ANNIE’S MAILBOX: Will he give up son to avoid ex?
By Kathy Mitchell and Marcy Sugar
Dear Annie: After five years of consistent visits with my 8-year-old son, I have decided to stop seeing him. This is heartbreaking, but I can’t tolerate my ex-wife’s behavior.
This woman insults and bullies me, continues to interfere with my decreed visits with our son and shows me absolutely no respect. Worse, I am still physically attracted to her, and when I pick up my son, she intentionally makes me see her. I think I should unleash her by no longer exercising regular visitations with our son. This is a difficult decision, but it should help me in the long run. Am I thinking right?
Walking Away
Dear Walking Away: Absolutely not. It may be in your best interest right now to abandon your son, but it is not in his best interest, and in the long run, you will regret it, as well. This is not about your ex-wife. It is about your child, who needs you and will not understand why you don’t love him enough to stick it out. You have a responsibility to this boy and should not give up on him because it’s difficult and distracting for you. You need to find a healthier way to deal with your ex. First talk to your lawyer about arranging visitation so she cannot “interfere.” Then get counseling to figure out how to stop letting her manipulate you.
Dear Annie: I want to throw a birthday party for my best friend, “Olivia.” However, she is still friends with “Ava,” a person I can’t stand. We used to be friends, but no longer.
Now some mutual friends say I have to invite Ava to the party anyway. Do I have to do this, even though I’m paying for everything?
Loudmouth in Connecticut
Dear Connecticut: If you are paying for the party, you get to invite the people you want. However, those mutual friends have a point — the party is for Olivia, and it might make her happy to have all her friends there. The choice is yours.

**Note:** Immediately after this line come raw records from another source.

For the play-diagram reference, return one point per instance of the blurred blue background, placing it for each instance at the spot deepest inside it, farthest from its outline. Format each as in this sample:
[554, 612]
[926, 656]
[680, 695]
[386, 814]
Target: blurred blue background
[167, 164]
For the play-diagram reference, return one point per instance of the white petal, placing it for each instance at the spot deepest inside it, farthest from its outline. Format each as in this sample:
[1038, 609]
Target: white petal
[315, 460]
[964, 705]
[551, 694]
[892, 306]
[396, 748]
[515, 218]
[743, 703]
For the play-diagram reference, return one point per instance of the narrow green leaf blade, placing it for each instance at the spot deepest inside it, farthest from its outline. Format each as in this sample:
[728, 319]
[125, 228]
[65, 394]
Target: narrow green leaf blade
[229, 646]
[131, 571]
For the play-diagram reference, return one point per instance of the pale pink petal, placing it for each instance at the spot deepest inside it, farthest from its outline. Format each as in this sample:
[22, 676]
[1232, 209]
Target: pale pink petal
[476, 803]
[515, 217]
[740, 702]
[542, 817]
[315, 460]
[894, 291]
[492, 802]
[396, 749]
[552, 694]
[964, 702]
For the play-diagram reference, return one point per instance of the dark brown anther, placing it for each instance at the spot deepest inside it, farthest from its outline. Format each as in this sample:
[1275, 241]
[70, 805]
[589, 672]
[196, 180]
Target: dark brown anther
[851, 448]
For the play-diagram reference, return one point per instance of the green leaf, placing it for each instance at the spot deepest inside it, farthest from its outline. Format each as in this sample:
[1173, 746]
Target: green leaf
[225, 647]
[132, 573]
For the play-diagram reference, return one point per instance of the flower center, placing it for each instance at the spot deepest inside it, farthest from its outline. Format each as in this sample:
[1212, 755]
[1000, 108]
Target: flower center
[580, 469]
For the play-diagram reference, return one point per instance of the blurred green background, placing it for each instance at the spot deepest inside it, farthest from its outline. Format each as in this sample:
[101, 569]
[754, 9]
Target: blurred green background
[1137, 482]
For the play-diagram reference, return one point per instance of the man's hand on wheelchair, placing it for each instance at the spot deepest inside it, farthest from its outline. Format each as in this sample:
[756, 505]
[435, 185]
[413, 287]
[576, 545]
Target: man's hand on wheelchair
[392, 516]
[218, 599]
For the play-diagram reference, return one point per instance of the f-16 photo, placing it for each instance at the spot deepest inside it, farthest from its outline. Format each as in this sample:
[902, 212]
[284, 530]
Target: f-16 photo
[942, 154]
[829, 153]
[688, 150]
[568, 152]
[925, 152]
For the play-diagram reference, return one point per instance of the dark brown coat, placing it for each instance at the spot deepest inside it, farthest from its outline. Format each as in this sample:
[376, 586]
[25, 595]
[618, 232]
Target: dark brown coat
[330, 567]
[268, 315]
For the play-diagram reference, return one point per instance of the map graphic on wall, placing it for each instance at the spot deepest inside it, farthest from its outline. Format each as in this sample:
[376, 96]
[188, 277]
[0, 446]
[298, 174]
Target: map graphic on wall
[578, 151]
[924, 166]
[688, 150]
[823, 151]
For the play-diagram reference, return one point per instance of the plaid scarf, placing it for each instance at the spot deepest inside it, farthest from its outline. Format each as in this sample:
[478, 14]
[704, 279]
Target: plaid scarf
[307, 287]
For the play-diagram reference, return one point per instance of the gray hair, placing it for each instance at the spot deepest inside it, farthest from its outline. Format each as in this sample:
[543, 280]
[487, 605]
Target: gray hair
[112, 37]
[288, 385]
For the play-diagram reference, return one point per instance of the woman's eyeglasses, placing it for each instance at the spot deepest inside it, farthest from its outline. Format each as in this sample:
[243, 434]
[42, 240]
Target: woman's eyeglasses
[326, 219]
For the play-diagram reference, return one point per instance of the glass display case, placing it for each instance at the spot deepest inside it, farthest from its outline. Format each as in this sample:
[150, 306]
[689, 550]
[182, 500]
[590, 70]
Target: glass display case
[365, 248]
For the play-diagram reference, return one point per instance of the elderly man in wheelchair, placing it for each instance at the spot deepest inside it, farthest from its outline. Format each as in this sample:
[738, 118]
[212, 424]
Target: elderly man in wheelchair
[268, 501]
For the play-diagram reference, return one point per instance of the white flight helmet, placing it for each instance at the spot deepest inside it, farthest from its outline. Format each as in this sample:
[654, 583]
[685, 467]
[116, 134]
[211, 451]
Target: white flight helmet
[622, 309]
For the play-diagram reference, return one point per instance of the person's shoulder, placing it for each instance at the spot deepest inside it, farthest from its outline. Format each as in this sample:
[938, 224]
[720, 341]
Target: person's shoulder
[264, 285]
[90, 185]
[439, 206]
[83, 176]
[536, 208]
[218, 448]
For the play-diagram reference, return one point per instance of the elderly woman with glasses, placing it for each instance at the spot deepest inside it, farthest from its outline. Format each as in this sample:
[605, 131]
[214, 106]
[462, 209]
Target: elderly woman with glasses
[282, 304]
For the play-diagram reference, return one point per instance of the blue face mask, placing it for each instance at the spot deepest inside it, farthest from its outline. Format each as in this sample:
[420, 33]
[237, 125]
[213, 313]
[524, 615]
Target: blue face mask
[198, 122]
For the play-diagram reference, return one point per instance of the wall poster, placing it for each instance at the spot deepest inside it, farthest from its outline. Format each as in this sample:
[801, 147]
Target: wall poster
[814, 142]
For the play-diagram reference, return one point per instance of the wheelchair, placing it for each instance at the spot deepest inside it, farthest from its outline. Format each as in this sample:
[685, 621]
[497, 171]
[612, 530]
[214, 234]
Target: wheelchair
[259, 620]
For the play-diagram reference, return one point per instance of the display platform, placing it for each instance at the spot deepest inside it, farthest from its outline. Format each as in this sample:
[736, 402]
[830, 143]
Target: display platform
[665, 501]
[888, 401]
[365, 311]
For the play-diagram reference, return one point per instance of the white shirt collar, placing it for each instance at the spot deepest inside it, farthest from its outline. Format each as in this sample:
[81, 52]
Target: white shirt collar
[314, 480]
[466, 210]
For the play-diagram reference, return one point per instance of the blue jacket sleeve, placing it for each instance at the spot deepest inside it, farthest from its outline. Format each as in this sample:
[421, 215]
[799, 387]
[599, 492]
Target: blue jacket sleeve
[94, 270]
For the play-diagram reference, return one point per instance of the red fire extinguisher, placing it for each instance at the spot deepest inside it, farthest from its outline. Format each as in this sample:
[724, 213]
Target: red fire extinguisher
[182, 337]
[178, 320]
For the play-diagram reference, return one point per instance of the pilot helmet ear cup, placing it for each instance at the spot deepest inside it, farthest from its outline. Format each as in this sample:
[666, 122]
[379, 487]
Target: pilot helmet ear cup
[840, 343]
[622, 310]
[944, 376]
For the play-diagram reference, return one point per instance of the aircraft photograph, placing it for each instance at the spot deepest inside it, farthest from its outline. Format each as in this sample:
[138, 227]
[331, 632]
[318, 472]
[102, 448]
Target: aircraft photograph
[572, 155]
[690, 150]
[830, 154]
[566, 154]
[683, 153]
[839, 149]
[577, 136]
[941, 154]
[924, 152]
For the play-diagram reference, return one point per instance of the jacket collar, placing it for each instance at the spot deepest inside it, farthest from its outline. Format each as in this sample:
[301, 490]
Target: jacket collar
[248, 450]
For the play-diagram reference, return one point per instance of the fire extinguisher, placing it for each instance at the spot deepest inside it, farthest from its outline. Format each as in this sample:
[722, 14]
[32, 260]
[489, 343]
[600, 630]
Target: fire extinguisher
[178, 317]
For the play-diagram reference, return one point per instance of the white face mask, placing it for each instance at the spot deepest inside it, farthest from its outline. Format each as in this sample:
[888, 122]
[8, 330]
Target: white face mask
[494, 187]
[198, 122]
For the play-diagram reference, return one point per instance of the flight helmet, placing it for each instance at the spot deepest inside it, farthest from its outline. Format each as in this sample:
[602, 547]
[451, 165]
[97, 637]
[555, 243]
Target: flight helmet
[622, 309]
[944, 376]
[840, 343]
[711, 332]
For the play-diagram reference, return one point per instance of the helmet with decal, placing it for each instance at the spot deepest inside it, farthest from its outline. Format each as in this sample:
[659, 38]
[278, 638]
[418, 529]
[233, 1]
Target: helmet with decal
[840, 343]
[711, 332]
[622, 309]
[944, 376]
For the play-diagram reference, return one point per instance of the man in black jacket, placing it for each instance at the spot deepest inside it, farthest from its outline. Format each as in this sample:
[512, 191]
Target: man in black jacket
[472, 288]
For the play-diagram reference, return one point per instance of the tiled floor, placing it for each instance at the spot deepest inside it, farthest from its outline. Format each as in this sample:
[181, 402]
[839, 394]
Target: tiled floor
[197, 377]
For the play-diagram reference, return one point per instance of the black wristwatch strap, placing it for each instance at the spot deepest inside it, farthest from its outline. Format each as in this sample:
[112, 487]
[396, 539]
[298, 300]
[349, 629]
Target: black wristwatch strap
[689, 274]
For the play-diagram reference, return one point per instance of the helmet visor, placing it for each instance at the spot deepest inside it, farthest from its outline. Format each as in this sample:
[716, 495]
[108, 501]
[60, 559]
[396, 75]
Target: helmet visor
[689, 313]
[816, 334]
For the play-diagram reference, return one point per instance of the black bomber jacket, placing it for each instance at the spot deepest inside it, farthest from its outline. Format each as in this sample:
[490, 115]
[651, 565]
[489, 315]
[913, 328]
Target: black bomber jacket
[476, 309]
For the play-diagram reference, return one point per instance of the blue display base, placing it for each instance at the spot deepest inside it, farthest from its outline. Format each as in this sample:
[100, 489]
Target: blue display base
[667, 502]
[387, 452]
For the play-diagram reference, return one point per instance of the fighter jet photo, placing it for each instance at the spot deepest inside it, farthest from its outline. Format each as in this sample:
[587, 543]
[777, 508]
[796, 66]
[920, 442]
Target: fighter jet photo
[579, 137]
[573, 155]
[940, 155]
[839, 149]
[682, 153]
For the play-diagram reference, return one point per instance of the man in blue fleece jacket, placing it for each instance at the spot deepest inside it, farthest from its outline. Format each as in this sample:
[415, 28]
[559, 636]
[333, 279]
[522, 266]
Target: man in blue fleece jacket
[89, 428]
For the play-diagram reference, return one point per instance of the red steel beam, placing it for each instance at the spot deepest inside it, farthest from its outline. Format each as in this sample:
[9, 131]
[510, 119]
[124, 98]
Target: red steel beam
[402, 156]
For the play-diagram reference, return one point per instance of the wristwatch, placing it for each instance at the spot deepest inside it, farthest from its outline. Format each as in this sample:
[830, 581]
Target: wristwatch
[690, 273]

Dear Annie: This is for “Never Kissed a Girl,” the 17-year-old boy who has never had a girlfriend. I suggest he follow Dale Carnegie’s “Six Ways to Make People Like You.” I’ve been following these rules for 50 years, and people think I’m the greatest conversationalist alive.
Manchester, Mo.
Dear Manchester: Several readers suggested Dale Carnegie’s list. Here it is:
Become genuinely interested in other people.
Smile.
Remember that a person’s name is to him or her the sweetest and the most important sound in any language.
Be a good listener. Encourage others to talk about themselves.
Talk in terms of the other person’s interest.
Make the other person feel important — and do it sincerely.
Printed with permission from Dale Carnegie, “How To Win Friends and Influence People.”